The youngest son, Gabe, was ten years old when the craziness began. He was the most vulnerable of the three boys. Almost immediately, he aligned himself with his mother, probably because she was the parent most often at home. His dad worked long hours, and when he was around, he would read or spend time in his bedroom. Gabe agreed with his mother’s assessment that his father was a “monster” and not stable enough to care for Gabe and his brothers. Now Gabe stood 5′9″, with almond-shaped brown eyes and close-cropped dark hair. He was muscular, yet significantly leaner than his two older brothers.

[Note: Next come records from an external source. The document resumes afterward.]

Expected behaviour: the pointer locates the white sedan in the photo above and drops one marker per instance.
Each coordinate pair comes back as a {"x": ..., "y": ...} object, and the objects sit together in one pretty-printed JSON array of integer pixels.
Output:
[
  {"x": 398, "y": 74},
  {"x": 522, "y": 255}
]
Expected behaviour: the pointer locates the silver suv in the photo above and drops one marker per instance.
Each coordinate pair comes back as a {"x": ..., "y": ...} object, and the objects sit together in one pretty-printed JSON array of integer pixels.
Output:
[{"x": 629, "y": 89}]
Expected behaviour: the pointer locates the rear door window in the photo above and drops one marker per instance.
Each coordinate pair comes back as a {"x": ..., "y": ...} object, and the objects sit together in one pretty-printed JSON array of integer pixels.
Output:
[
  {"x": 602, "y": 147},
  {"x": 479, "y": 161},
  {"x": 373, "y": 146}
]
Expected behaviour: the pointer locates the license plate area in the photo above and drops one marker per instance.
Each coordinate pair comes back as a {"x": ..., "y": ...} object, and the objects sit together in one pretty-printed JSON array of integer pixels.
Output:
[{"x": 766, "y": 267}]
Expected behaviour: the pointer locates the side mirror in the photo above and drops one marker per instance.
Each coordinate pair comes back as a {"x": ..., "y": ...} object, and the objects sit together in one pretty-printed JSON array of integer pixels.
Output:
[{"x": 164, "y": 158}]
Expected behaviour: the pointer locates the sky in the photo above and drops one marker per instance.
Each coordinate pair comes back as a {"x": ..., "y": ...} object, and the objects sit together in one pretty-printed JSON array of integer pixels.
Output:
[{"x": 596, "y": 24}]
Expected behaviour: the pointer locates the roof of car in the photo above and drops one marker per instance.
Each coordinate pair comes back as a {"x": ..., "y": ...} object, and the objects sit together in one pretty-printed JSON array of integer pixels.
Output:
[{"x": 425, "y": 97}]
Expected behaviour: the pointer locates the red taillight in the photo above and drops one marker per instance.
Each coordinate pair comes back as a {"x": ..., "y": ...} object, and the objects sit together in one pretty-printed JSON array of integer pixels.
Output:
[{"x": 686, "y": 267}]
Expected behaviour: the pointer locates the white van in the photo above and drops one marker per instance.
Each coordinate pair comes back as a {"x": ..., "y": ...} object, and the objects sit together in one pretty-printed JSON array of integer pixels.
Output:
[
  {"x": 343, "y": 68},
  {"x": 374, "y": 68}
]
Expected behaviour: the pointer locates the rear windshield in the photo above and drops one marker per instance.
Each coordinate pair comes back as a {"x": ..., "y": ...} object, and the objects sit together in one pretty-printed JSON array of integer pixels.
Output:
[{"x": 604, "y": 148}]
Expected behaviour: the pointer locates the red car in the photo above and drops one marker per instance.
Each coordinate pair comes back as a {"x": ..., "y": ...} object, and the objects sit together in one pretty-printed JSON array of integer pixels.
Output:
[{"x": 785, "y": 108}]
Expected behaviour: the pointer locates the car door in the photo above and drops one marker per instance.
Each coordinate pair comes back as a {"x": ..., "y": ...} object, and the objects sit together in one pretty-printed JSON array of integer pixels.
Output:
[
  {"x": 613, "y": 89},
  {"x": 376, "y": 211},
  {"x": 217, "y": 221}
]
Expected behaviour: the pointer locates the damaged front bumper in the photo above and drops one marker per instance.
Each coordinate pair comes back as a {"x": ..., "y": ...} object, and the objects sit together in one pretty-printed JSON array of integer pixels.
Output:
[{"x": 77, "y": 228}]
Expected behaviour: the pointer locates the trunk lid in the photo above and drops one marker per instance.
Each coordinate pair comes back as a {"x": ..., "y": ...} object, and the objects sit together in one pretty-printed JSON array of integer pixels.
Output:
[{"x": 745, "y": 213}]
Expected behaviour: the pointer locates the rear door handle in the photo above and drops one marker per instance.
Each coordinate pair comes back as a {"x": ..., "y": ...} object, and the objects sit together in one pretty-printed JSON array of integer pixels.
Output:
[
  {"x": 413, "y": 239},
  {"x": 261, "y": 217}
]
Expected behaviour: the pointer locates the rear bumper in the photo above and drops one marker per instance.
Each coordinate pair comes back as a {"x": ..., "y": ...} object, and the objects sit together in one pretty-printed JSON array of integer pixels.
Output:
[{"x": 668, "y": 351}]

When she first broached the topic of divorce four years earlier, Susan told Felix that she would strike a compromise with him: She would remain in the marriage until the boys reached eighteen. This was unacceptable to Felix, who protested that Susan was the center of the family, and without her, everything would fall apart. Nevertheless his words rang hollow because his behavior demonstrated that he saw himself at the center of it all, with everyone walking on eggshells around him. Soon after rejecting the compromise, Felix made his hypocrisy clear when he confided to his youngest son that he didn’t want the marriage to end, not only because he loved his wife, but more important, because he didn’t want to be alone in his golden years.
In truth, Susan loved him in her own way. He was her savior, a man who knew everything and whose word was law. For over twenty years, he had controlled her decisions, dictated her behavior, and micromanaged every aspect of her life. Though his actions were often overbearing, they seemed to be undertaken to help and potentially heal her. It was for this reason that he supported her education and funded her college degree, but despite this encouragement, he did not want her working outside the house once she received a diploma. Susan cared for the children, while cooking, cleaning, and managing the couple’s finances. Like his first wife, she even kept the books for Felix’s practice. After the couple wed in 1981, she also cared for Felix’s daughter, Jennifer, from his first marriage, while Jennifer’s mother completed her doctoral studies at Northwestern University.